--------------Cuando no se le ayuda a la verdad, la mentira se impone (y sus daños).

lunes, 8 de septiembre de 2014

Solamente tu ACCIÓN ÉTICA te hace mejor; tu pasividad jamás


Un hombre, si quiere, para mañana puede cambiar la mayoría de sus hábitos; la masa, aunque quiera, jamás lo podrá hacer. 
Sí, en la masa es más difícil despegar la mierda, porque existe ya una grave cosa en diferencia (FANATISMO) y se chupan unos a otros las mentiras (servilismo de alineación a costa de matar razón)

3 comentarios:

José Repiso dijo...

El fanatismo es llevar hasta las últimas consecuencias (a costa de razón, dignidad, decencia, reconocer, etc) una idolatría a un grupo, a una idea o a un seguimiento localista o tradicionalista.

José Repiso dijo...

En los medios de manipulación españoles estoy harto de contar mentiras y mentiras, casi el cien por cien de lo que dicen (el que es un HdP jamás sabe que es un HdP y, asimismo, el que es nazi jamás sabe que es nazi) y así ensuciándolo todo de antiética y sinrazón siguen y siguen, ¡como si nada!, y se ríen porque se creen logros (al modo de yo me lo guiso y yo me lo como, cerrando las puertas a la verdad) en sus mentes podridas y deficientes.

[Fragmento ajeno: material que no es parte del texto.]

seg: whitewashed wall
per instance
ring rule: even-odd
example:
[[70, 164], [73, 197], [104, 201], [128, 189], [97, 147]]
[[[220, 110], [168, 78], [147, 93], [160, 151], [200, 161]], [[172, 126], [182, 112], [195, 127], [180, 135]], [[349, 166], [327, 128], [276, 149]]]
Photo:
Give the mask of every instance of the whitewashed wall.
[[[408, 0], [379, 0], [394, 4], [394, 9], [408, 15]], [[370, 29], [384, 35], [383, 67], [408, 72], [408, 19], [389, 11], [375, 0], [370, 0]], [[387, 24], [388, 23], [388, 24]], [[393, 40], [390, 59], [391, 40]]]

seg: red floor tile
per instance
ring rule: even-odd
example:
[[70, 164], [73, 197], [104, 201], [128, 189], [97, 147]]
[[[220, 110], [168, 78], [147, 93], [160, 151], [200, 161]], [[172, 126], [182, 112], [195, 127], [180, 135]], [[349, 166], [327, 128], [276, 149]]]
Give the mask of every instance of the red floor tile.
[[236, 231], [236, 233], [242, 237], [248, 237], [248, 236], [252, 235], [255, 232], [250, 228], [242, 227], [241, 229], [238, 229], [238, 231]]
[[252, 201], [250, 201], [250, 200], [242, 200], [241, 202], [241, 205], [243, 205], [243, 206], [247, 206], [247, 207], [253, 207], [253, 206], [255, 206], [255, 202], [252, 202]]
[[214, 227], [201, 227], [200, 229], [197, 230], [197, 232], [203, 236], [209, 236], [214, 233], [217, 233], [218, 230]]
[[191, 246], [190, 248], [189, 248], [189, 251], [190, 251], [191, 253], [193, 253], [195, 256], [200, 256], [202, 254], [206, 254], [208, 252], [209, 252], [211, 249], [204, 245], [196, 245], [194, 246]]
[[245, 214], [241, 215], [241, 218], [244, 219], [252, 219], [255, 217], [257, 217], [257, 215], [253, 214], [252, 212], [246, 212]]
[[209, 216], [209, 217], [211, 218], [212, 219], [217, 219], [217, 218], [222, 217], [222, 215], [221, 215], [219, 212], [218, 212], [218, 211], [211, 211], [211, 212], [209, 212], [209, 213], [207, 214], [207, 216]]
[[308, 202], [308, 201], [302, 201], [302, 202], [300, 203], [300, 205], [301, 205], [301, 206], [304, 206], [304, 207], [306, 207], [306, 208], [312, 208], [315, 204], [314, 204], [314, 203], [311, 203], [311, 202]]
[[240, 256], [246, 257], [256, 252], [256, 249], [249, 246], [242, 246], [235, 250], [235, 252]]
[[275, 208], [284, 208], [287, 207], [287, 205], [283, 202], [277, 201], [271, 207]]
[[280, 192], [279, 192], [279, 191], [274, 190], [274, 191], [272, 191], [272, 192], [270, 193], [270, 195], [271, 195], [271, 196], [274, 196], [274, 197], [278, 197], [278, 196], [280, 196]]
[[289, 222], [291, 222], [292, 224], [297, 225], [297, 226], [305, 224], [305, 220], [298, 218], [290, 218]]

- Una decía que la democracia solo es lo que se adecua a la ley. ¡Toma ya! Pues todas las dictaduras también se adecuan a la ley y no, por eso, son democracias.

- Otra, que la vida es un juego y, por eso, los medios deben serlo. Pues eso de que la vida es un juego es un parecer, obsesión o porque sí de ella. Porque la vida es lo que es, algo en lo que eres responsable de sufrimientos o de injusticias ajenas, y algo tan común -en recursos- en lo que tú no puedes imponer tu porque sí ni impedir lo correcto (de lo ético o de lo razonable en imparcialidad)

José Repiso dijo...

Pero son tan ¡HdP! que seguirán a lo HdP cada instante de todos los días, robándoles las oportunidades al bien, y a la razón, y a tolerancia en espacios del otro, y ¡a todo!

Como son HdP, pues a solo a eso se remiten con todos los medios, y con todos los recursos, y con todos los espacios, y con todos las dignidades robadas, o sea, ¡a lo Hitler puro!